I hear many ex-Mormons tell of having arrived at their positions by Doing Their Own Research. Honestly that was how it was for me. In that vein, the apologists like to dismiss ex-Mormons as mindless overreactors who are like conspiracy theorists overreacting to some piece of misinformation they found online about how vaccines are bad or something akin. What is really going on, however, is that in a few pockets of Mormonism, there is a rather large intellectual presence that defends traditional Mormon beliefs. Because this group is quite prolific and outspoken, and widely accepted in the Mormon community, within these pockets of Mormonism, this group appears mainstream and the traditional ideas of Mormonism appear validated by experts and academics. Those who challenge these ideas appear to be going against the grain of intellectuals within these small pockets. Herein lies the problem. If we expand the picture to include all academics and intellectuals throughout the world, Mormon beliefs are not validated or mainstream. They are extreme. The only intellectuals defending Mormonism were deeply socialized in the Mormon culture often from very early stages of life. Mormon truth claims have no validation or acceptance outside very small pockets. Additionally, over decades, the church has indirectly funneled millions and millions of dollars to back faith-based research and researchers to build the extremely prolific world of apologetics. It would thousands and thousands of hours to read everything that has been published. And yet, almost none of this work has gained any acceptance outside Mormonism. The whole design of this research isn’t to expand or contribute to general knowledge. It is to create a smokescreen that will discourage already believing Mormons from being able to build a narrative to justify exiting the church. And it has been effective at that. But not at convincing outside intellectuals of the veracity of Mormonism.
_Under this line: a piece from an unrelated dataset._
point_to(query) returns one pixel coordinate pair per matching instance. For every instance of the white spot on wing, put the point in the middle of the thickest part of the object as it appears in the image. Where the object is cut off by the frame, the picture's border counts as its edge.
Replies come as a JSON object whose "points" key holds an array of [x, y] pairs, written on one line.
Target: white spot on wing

So in the context of tightly-knit communities that have a large webbed narrative that the pump into its members from early ages and a network of protectors of the traditional narrative, it is incumbent upon individuals to do their own research to figure out a way out. But in the context of the larger mainstream scientific thinking in the free world where science is the least tainted by political influences, we can try to do our own research, but we must recognize that doing our own research in a productive and meaningful way is incredibly difficult (in both social and hard sciences) and we must rely extensively upon experts in getting to a place where we can produce independent thought on these subjects. By entertaining fringe theories that challenge the very fundamentals of mainstream thought, we risk going down conspiracy theory rabbit holes from which we may never exit. I’ve lost several family members to conspiracy theory. They will never return to reality.